1)Reggie Miller will be a Pacer next year................. TRUE

2)Reggie Miller will prove that he still has game and that it was his ankle preventing him from performing...................FALSE

3)Scot Pollard will be the center the Pacers need............half and half. WE STILL NEED BRAD! :no:

4)Isiah Thomas will become a decent coach next season.....................FALSE!!!!!!!

5)Larry Bird's hiring was a good thing..............FALSE!!!!!!!!!!!

6)Jon Barry will be a Pacer next year.............TRUE

7)Bender will be a regular in the rotation next year (moreso than last year)............TRUE

8)Al Harrington will make us forget he tore his ACL next season. He will be back to his 2001 self, only improved.......................TRUE

9)Jermaine O'Neal will be better than ever..........TRUE!!!!!!!!!!!!!!!

10)Jamaal Tinsley will begin to blossom in his third year.......TRUE

11)Jonathan Bender will eventually be a superstar.
.................True
12)Brad Miller will retain his All-Star status on the Kings.
TRUE
13)Scot Pollard will have another injury plagued season.
False
14)Jamaal Tinsley will improve his 3 pt % drastically in this upcoming season. 
False (Isiah Thomas clone)
15)Jermaine O'Neal will put up more incredible number then last year.
True


----------



## mbnewman (Jun 18, 2003)

The Pacers have the worst set of guards in the NBA. Until they address that situtation they'll be closer to missing the playoffs than they'll be to being a legitimate contender in the east. Also, losing Miller was a huge blow. Pollard is a nice player, but he's a bench player/role player -- expecting him to be more than that is wishful thinking that isn't going to come true. Other than O'Neal, the Pacers are a team which has a ton of questions: will Harrington develop into a star? Will Artest mature? If Artest does mature, will he have lost the edge that makes him an effective player? Will Bender ever develop? Will this team be able to acquire a guard without having to give up Harrington or Artest? 

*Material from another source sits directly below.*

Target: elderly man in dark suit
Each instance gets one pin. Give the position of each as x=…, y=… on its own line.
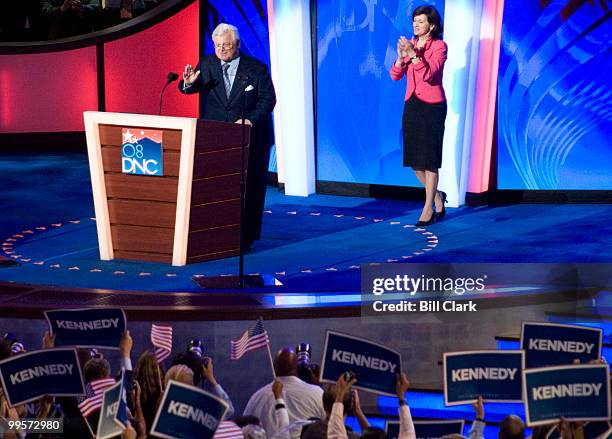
x=226, y=77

As I see it, the Pacers are strong at forward, and potentially great at the 3 and 4, ordinary to below average at center, and awful at the 1 and 2 positions. Not only that, but their cap position may make it impossible for this team to improve without gutting itself first.


----------



## Tactics (Mar 6, 2003)

k, more questions

16)We will win 50+ games next year.

17)We will make it past the first round of the playoffs for once.

18)We will make a huge move to acquire a veteran PG.

19)Jon Barry will be just as good for us as he was for the Pistons.

20)Artest should start at the shooting guard position.


----------



## Pacers Fan (Aug 25, 2002)

16)We will win 50+ games next year. TRUE 51

17)We will make it past the first round of the playoffs for once. TRUE CONFERENCE FINALS

18)We will make a huge move to acquire a veteran PG. FALSE. WE WILL TRY.

19)Jon Barry will be just as good for us as he was for the Pistons. TRUE

20)Artest should start at the shooting guard position. TRUE


----------



## Tactics (Mar 6, 2003)

remember people, feel free to make your own questions to add to the list.

16)We will win 50+ games next year.
True
17)We will make it past the first round of the playoffs for once.
True
18)We will make a huge move to acquire a veteran PG.
False
19)Jon Barry will be just as good for us as he was for the Pistons.
True
20)Artest should start at the shooting guard position.
True


----------



## Xavier8 (Jun 13, 2003)

16)We will win 50+ games next year. TRUE

17)We will make it past the first round of the playoffs for once. TRUE 

18)We will make a huge move to acquire a veteran PG. FALSE.

19)Jon Barry will be just as good for us as he was for the Pistons. FALSE

20)Artest should start at the shooting guard position. TRUE


----------



## TLR (May 28, 2003)

*True or False?*

The Nets suck... _*true*_ 

















































































:joke:


----------